However, our encoding is flawed — we ask the reader to suspend her disbelief,
since the bug is quite apparent. Still, it is easy to conjure an analogous scenario
where the grammar has dozens of productions and the bugs harder to spot.
    We shall use αCheck to debug it. We split the characterization of the gram-
mar into soundness and completeness properties:
#check "sound" 10 : ss(W), count(a,W,N1), count(b,W,N2) => N1 = N2.
#check "compl" 10 : count(a,W,N), count(b,W,N) => ss(W).
The tool dutifully reports (at least) two counterexamples:
Checking for counterexamples to
sound: ss(W), count(a,W,N1), count(b,W,N2) => N1 = N2
Checking depth 1 2 3 Total: 0.000329 s:
N1 = z, N2 = s(z), W = [b]

compl: count(a,W,N), count(b,W,N) => ss(W)

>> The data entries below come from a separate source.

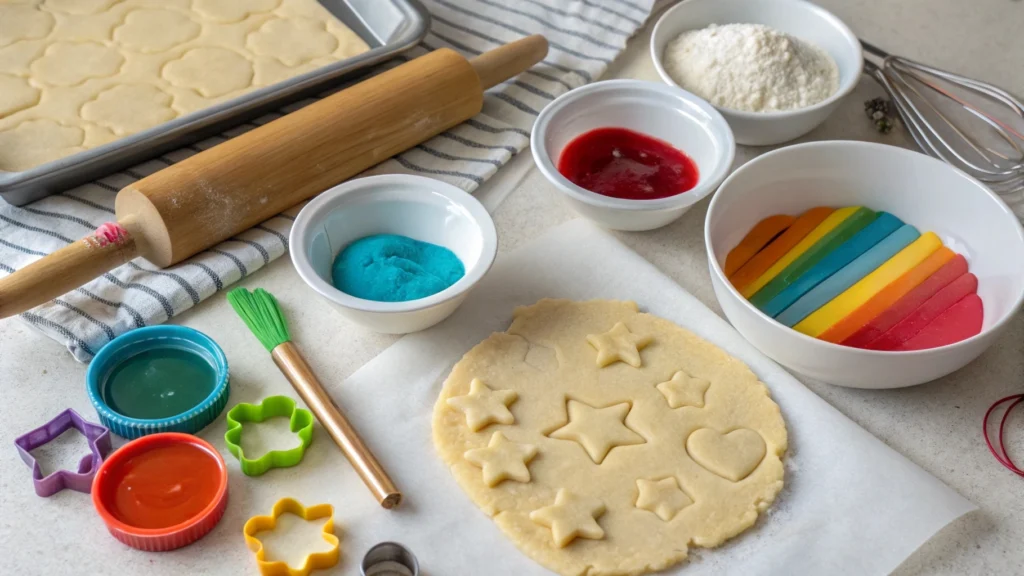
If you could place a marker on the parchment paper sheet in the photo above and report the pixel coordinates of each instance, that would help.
(851, 504)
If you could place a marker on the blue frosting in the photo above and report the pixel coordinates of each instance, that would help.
(389, 268)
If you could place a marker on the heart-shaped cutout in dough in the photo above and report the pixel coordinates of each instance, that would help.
(732, 456)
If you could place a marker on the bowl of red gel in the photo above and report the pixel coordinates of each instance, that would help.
(632, 155)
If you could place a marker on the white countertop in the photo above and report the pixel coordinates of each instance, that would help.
(937, 425)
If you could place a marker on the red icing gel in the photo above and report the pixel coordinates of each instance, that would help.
(622, 163)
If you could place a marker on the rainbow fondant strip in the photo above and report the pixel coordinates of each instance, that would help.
(858, 278)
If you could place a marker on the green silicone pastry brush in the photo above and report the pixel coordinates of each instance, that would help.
(261, 314)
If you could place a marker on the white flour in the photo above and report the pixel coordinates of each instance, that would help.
(751, 67)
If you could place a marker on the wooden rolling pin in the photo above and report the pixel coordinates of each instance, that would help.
(212, 196)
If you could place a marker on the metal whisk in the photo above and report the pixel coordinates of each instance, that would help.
(986, 141)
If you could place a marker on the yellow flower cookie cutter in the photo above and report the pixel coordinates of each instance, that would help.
(315, 561)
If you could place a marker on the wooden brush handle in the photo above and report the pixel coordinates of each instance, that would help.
(67, 269)
(294, 367)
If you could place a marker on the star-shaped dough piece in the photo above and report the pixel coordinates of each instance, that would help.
(619, 344)
(483, 406)
(684, 389)
(570, 517)
(503, 459)
(664, 497)
(597, 429)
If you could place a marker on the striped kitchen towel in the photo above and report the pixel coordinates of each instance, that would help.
(585, 36)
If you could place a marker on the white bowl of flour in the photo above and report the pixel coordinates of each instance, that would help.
(775, 69)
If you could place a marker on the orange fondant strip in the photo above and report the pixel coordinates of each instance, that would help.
(888, 296)
(778, 247)
(758, 238)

Checking depth 1 2 3 4 5 6 7 8 9 Total: 0.016407 s:
N = s(z), W = [b,a]
Now that we have the counterexamples, where is the bug? More precisely, which
clause(s) shall we blame?
    The #check pragma of αCheck corresponds to specification formulas of the
form
                               ∀X. G ⊃ A                                  (1)
where G is a goal and A an atomic formula (including equality and freshness
constraints). A (finite) counterexample is a grounding substitution θ providing
values for X that satisfy the negation of (1): that is, such that θ(G) is derivable,
but the conclusion θ(A) is not. In this paper, we identify negation with negation-
as-failure (NAF) and we will not make essential use of nominal features.
    The tool synthesizes (trusted) type-based exhaustive generators for the free
variables of the conclusion, so that NAF executes safely. A complete search
strategy, here naive iterative deepening, searches for a proof of:
              ∃X:τ . G ∧ gen[[τ ]](X1 ) ∧ · · · ∧ gen[[τ ]](Xn ) ∧ not(A)       (2)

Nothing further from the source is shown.